Tuesday, 27 May 2014

In search of something...anything!

This is not a call for inspiration. I have stopped doing that. This is, for all intents and purposes, a plea straight to my mind.

Stop. Stop this madness. I can barely take your every day tantrums, but when you step up your aggression and hold me ransom, I simply can't take it. Stop searching everywhere for inspiration. Stop looking at people and thinking if they're fit to be a muse. If they are, you'll know. Stop telling me that muses can't rescue me.

It might not make for a pretty analogy, but this mental menstrual cycle is exhausting. Like clockwork, I'm hit by this angst. First, there's the laziness in mood. Then comes the simple refusal of the brain to think up new words. Your 'skills' need serious rethinking if you're subconsciously using the same words to describe an event the second time. The worst hasn't even arrived. By now, it seems like inspiration has all but been deleted from the world. People stop being interesting. Their movements, their messages, their tactics don't trigger your mind.

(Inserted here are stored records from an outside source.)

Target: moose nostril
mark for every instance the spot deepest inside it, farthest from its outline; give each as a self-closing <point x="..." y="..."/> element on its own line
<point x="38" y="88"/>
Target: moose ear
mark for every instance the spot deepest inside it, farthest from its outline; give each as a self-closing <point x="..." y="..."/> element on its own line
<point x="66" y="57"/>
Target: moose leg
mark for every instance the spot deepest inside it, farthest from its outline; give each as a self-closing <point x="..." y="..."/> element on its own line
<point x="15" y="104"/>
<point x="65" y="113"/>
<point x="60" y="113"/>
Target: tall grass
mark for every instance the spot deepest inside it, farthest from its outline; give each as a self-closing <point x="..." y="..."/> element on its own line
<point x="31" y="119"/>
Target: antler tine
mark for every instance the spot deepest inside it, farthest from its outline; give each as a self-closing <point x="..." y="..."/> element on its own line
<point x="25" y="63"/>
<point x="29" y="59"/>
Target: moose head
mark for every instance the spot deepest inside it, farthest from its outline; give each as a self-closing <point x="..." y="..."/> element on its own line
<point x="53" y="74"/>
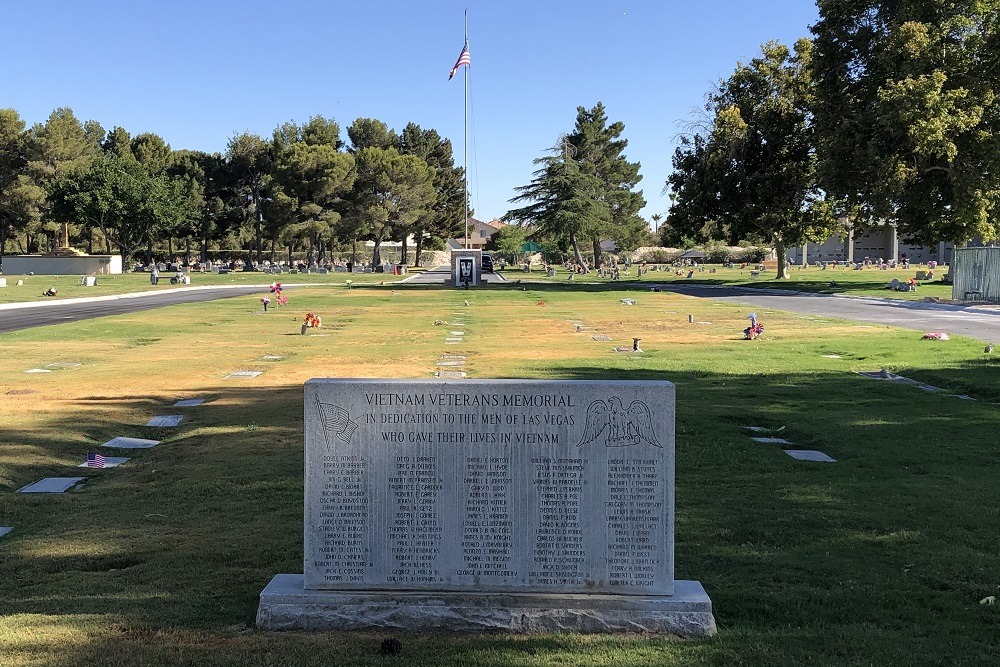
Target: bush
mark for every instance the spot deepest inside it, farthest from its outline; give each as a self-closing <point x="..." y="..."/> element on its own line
<point x="752" y="255"/>
<point x="658" y="256"/>
<point x="719" y="255"/>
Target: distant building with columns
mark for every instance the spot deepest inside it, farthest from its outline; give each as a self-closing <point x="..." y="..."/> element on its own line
<point x="883" y="243"/>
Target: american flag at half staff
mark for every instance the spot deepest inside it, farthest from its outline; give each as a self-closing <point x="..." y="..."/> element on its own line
<point x="463" y="59"/>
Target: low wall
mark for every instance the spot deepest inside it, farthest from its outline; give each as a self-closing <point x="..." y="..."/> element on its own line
<point x="81" y="265"/>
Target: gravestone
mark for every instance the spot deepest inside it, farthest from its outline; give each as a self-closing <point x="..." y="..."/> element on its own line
<point x="165" y="421"/>
<point x="515" y="505"/>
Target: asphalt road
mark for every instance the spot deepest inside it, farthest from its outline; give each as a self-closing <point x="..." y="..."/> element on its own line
<point x="14" y="317"/>
<point x="961" y="320"/>
<point x="958" y="320"/>
<point x="439" y="274"/>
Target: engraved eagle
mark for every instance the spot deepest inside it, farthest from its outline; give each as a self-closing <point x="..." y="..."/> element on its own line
<point x="625" y="428"/>
<point x="336" y="423"/>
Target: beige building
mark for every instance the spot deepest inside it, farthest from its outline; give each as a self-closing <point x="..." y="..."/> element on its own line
<point x="479" y="234"/>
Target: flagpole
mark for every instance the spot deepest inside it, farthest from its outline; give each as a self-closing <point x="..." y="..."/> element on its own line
<point x="466" y="146"/>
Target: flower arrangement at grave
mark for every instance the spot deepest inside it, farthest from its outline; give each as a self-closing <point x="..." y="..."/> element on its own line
<point x="311" y="322"/>
<point x="276" y="290"/>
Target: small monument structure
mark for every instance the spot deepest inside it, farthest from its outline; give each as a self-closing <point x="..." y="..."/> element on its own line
<point x="512" y="505"/>
<point x="466" y="267"/>
<point x="64" y="261"/>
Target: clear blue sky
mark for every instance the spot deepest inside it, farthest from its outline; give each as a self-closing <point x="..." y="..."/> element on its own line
<point x="198" y="72"/>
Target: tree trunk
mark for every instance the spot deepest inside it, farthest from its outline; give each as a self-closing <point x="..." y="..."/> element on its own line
<point x="779" y="246"/>
<point x="576" y="251"/>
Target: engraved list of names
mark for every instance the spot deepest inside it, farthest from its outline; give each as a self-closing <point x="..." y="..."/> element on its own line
<point x="490" y="485"/>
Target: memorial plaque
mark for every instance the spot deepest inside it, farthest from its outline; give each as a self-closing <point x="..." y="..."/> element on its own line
<point x="490" y="486"/>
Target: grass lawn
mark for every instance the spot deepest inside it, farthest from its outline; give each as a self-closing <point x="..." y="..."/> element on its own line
<point x="879" y="559"/>
<point x="865" y="283"/>
<point x="69" y="287"/>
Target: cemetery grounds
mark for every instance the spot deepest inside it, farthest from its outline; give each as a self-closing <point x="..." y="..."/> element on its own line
<point x="887" y="556"/>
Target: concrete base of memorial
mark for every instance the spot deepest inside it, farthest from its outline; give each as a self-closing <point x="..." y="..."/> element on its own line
<point x="69" y="265"/>
<point x="286" y="605"/>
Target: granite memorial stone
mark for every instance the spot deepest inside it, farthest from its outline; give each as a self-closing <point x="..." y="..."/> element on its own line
<point x="518" y="505"/>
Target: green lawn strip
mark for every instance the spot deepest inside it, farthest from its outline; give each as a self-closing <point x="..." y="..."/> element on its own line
<point x="68" y="287"/>
<point x="881" y="558"/>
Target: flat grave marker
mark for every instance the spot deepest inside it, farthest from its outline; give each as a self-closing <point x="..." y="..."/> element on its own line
<point x="809" y="455"/>
<point x="165" y="421"/>
<point x="243" y="375"/>
<point x="122" y="442"/>
<point x="771" y="440"/>
<point x="52" y="485"/>
<point x="109" y="462"/>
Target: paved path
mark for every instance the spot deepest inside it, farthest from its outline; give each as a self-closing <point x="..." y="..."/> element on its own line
<point x="975" y="322"/>
<point x="16" y="316"/>
<point x="439" y="274"/>
<point x="978" y="323"/>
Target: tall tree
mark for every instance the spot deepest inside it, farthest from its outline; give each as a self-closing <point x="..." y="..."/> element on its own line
<point x="54" y="148"/>
<point x="444" y="218"/>
<point x="312" y="177"/>
<point x="754" y="176"/>
<point x="251" y="159"/>
<point x="562" y="201"/>
<point x="12" y="161"/>
<point x="907" y="116"/>
<point x="584" y="191"/>
<point x="392" y="192"/>
<point x="599" y="149"/>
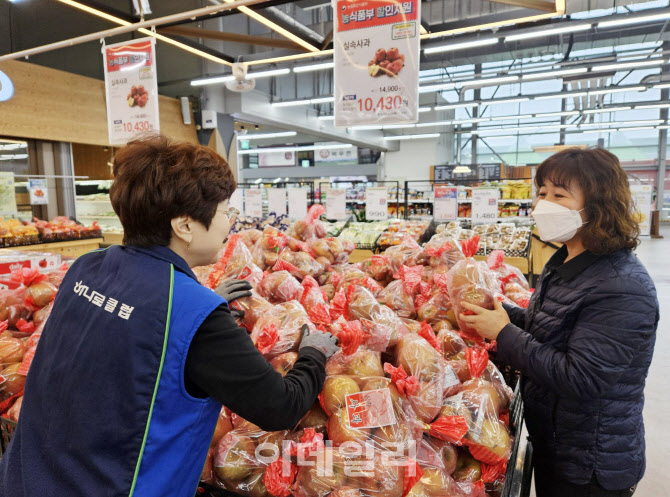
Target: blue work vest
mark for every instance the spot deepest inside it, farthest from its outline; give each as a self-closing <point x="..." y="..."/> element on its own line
<point x="105" y="411"/>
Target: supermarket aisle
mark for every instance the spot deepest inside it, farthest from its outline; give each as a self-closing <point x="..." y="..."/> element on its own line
<point x="654" y="255"/>
<point x="656" y="482"/>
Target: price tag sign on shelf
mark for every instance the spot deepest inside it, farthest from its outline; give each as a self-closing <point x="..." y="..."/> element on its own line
<point x="445" y="207"/>
<point x="39" y="194"/>
<point x="376" y="61"/>
<point x="237" y="200"/>
<point x="277" y="201"/>
<point x="7" y="194"/>
<point x="253" y="202"/>
<point x="297" y="203"/>
<point x="336" y="204"/>
<point x="642" y="200"/>
<point x="485" y="204"/>
<point x="376" y="204"/>
<point x="131" y="89"/>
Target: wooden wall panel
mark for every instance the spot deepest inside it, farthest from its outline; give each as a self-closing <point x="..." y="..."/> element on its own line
<point x="49" y="104"/>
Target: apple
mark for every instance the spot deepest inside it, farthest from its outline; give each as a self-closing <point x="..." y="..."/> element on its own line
<point x="418" y="357"/>
<point x="481" y="394"/>
<point x="335" y="389"/>
<point x="283" y="363"/>
<point x="364" y="363"/>
<point x="467" y="468"/>
<point x="11" y="350"/>
<point x="315" y="418"/>
<point x="235" y="459"/>
<point x="14" y="382"/>
<point x="339" y="431"/>
<point x="427" y="401"/>
<point x="494" y="436"/>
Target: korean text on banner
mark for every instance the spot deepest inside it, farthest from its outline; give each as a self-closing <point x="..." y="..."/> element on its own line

Like an avalanche showing a new face of the mountain to the world, the mind reveals a nasty devil. Everyday things don't seem boring. Everyday things don't seem interesting either. The mind recoils into its corner and shuns anything and everything. The nothing-is-interesting-or-boring state is a fucking cancer. It strips you of words, emotions, feelings and worst of all, of thought.

I honestly do not know a foolproof works-every-damn-time solution for this. To wallow and allow it to take its course takes a massive toll. This needs to stop. A strong sense of resolve, however, is as useless as a machine gun in outer space.